Why You Can't Rely on Willpower For Long-Term Results

Liz DiAlto

The number one reason why diets and exercise usually aren't enough to get you the results you want is simple. It's because most approaches rely on willpower - and willpower stinks. It's not a sustainable resource. It will always run out eventually unless you're using it appropriately, and most people aren't.

Willpower is appropriate when you need to dig a little deeper to finish something. For example, do you think marathoners need a little willpower for those last few miles? Yes, they do. And does a woman in labor need a little willpower for that final push? I've never given birth, but I can bet the answer is a big, fat YES. (Feel free to confirm my suspicion in the comments below if you're a mom!) And what about saying no to one more drink at happy hour when you have to get up early the next morning? Sure.

But if you're at the starting line of an endeavor of any nature - health, fitness, career, personal - and you're already relying on willpower, well, good luck to you. That's like paddling upstream against the current. It's exhausting, counterintuitive and a much more difficult approach.

There are three keys to eliminating the need for that kind of willpower:

1. Simplify. This means everything. Identify the top three things that stress you out and ask this question: "How can I make this easier on myself so it won't be so stressful?"
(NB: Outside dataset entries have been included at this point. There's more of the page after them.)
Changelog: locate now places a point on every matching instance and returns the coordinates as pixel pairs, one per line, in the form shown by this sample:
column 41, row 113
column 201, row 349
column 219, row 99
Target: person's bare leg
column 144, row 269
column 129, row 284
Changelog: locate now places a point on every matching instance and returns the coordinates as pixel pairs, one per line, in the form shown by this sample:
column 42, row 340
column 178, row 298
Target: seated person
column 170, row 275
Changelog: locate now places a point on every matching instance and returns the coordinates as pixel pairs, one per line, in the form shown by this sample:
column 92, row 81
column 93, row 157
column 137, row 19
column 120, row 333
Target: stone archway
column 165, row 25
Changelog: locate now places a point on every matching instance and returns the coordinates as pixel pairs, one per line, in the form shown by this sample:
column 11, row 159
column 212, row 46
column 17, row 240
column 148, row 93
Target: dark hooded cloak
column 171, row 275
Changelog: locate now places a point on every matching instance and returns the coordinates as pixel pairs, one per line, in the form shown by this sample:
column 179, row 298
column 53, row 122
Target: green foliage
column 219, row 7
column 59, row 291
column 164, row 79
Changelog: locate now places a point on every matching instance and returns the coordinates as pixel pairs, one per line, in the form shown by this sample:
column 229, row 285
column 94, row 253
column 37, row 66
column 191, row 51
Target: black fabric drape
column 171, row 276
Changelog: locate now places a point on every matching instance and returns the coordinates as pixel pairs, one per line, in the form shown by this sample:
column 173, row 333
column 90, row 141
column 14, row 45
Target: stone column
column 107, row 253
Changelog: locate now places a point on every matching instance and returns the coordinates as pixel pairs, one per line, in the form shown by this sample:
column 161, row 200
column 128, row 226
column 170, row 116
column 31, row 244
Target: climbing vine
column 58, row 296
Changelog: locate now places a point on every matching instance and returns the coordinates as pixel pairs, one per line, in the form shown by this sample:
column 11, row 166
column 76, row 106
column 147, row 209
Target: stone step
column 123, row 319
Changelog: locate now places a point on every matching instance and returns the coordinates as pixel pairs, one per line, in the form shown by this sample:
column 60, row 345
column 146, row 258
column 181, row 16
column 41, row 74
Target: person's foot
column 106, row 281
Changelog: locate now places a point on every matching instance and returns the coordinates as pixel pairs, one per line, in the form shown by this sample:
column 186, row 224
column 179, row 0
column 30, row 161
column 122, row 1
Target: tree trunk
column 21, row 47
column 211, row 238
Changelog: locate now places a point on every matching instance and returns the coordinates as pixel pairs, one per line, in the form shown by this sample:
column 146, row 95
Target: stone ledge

The answers might surprise you. You might find yourself saying no to more things, creating boundaries, embracing routine and consistency a bit more, or even - gasp - asking for help instead of trying to do everything yourself.

A few examples: Hate vegetables? Awesome, get a green drink or powder, and take that once a day instead. Don't have time to grocery shop? Great, check out a local delivery service in your area, or visit localharvest.org and look into joining a community-supported agriculture program.

What about cooking? Hate it or don't have time? I give you permission to eat raw vegetables or buy frozen stuff, and I'm not talking about Lean Cuisine or Smart Ones. I'm talking about real foods. You can get an array of frozen vegetables, proteins, fruits and even grains like quinoa and brown rice. All you have to do is heat them up in a sauté pan and enjoy. Or in the case of fruits, throw 'em in a blender with some water and protein and enjoy. (You can check out some of my favorite smoothie recipes.)

What about workouts? Not sure how to choose the best ones for you since there are 49 million options in magazines and on blogs? Excellent. Employ my next tip to choose what's best for you.

2. Get the enjoyment factor on your side. One of the biggest reasons willpower runs out so quickly is that many of us call on it while forcing ourselves to do something we don't actually enjoy. When we choose things we like doing, we're much more likely to stick with them.

Remember this: Some movement is always better than no movement. Also, don't underestimate the power of positive vibration on your physiology. The hormones your body releases when you're enjoying yourself are different than the hormones when you're not enjoying yourself - and the effect they have on your body do make a difference. And that's not even mentioning the mental and emotional aspects. That's a topic for a whole different post, though.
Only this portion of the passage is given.